Predicted 1T GB6.2 scores & "IPC" are in bold and were calculated from the bar widths. Thus, for the "Cortex-X925 @ 3.8 GHz" score, it's the X4 2287 base score * 1.33 bar width = 3041.71, rounded to 3042.

Arm Marketing NameRough Bar WidthPossible SoCClockGB6.2 1TGB6.2 1T Pts / GHz "IPC""IPC" Relative
2023 Premium Android1.0QC SD8G3 for Galaxy3.39 GHz2287674.6100.0%
2023 Best-in-Class @ 3.8 GHz1.26xApple A17 Pro3.78 GHz2930775.1114.9%
Cortex-X925 @ 3.8 GHz1.33x??3.80 GHz3042800.5118.7%
Cortex-X925 @ 38 GHz (+ sw & sys "optimizations")1.36x??3.80 GHz3110818.5121.3%
X925 vs X4 "ISO"1.15x??3.60 GHz2793775.8115.0%
X925 vs X4 "ISO"1.15x??3.80 GHz2948775.8115.0%
n/an/aApple M44.38 GHz3715848.2125.7%

Sources:
//

So is X925 a GB6.2 1T Perf / GHz gain of +15% or +19% over X4? I can't argue that my pixel counting nor rounding are very precise.

Thus a range of GB6.2 1T runs, assuming +15% Pts / Ghz (2nd chart estimate from "ISO" comparisons) to +18.7% Pts / Ghz (1st chart estimates from "1.33x").

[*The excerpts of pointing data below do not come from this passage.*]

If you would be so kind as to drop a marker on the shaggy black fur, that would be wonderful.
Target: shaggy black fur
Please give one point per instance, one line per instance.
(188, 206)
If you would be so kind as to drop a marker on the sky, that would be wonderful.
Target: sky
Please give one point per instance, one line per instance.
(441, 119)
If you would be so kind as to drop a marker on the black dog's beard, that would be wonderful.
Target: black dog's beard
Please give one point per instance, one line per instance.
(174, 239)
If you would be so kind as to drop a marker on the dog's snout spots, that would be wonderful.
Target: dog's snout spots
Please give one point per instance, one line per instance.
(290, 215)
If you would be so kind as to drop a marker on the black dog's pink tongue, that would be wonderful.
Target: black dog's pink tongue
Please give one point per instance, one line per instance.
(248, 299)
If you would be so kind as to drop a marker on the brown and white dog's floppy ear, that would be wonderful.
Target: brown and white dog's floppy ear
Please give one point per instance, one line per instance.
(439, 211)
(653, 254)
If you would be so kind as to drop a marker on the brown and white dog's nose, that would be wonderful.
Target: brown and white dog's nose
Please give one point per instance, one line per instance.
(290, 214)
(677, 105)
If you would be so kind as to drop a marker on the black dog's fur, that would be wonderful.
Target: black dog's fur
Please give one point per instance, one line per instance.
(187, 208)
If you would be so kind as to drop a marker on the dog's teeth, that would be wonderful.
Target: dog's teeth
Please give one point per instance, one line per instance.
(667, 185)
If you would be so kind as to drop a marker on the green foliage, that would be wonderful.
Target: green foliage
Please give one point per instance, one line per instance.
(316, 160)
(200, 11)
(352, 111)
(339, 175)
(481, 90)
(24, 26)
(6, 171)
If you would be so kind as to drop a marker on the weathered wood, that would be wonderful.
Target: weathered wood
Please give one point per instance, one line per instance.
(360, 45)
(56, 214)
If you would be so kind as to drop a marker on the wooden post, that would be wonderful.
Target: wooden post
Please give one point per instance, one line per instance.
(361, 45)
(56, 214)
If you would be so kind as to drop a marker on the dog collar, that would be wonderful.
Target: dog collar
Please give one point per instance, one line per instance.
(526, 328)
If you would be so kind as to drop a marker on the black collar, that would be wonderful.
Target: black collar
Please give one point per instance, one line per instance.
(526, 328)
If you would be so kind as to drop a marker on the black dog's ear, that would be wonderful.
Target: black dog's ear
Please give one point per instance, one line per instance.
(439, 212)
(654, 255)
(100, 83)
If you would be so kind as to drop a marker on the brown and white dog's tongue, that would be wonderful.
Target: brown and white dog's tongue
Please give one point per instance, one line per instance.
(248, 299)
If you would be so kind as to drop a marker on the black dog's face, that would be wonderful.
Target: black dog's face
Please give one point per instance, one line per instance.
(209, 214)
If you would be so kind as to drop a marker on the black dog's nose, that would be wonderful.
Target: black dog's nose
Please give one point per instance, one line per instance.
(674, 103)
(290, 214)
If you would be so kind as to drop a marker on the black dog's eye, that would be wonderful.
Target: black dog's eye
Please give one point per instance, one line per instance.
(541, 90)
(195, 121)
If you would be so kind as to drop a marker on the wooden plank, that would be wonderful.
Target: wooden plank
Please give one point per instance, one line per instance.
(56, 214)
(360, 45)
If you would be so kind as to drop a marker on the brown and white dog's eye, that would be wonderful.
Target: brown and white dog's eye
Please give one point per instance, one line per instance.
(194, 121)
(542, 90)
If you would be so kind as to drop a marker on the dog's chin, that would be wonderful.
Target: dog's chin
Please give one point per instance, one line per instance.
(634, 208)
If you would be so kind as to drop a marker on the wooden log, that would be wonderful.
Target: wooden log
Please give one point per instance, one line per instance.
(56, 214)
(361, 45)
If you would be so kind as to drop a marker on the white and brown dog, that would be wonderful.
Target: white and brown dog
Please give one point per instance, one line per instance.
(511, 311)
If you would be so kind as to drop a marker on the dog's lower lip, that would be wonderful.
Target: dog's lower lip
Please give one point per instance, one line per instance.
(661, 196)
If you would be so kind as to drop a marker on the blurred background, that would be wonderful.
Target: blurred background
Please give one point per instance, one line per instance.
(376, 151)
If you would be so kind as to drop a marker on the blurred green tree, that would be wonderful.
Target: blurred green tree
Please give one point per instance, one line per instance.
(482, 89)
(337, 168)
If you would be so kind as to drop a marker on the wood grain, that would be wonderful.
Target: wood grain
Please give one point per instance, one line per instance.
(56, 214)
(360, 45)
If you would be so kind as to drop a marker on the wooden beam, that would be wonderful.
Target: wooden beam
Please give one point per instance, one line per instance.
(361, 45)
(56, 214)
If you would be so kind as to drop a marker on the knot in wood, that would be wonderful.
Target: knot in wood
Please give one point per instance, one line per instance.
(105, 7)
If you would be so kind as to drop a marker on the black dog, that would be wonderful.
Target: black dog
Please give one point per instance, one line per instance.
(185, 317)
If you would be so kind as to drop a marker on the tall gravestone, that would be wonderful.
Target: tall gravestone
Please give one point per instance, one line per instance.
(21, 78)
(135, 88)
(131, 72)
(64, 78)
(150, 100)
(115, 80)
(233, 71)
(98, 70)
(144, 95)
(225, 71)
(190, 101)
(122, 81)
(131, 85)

Hypothetical 3.6 GHz X925 core: ~2793 → ~2883
Hypothetical 3.8 GHz X925 core: ~2948 → ~3042

I'd rather not consider the "optimized" estimate (+21.3% IPC gain) as it's unclear what those optimizations actually are and how they would affect the Cortex-X4.

All this, when Arm could just label their silly charts. I might have some typos to fix tomorrow, too.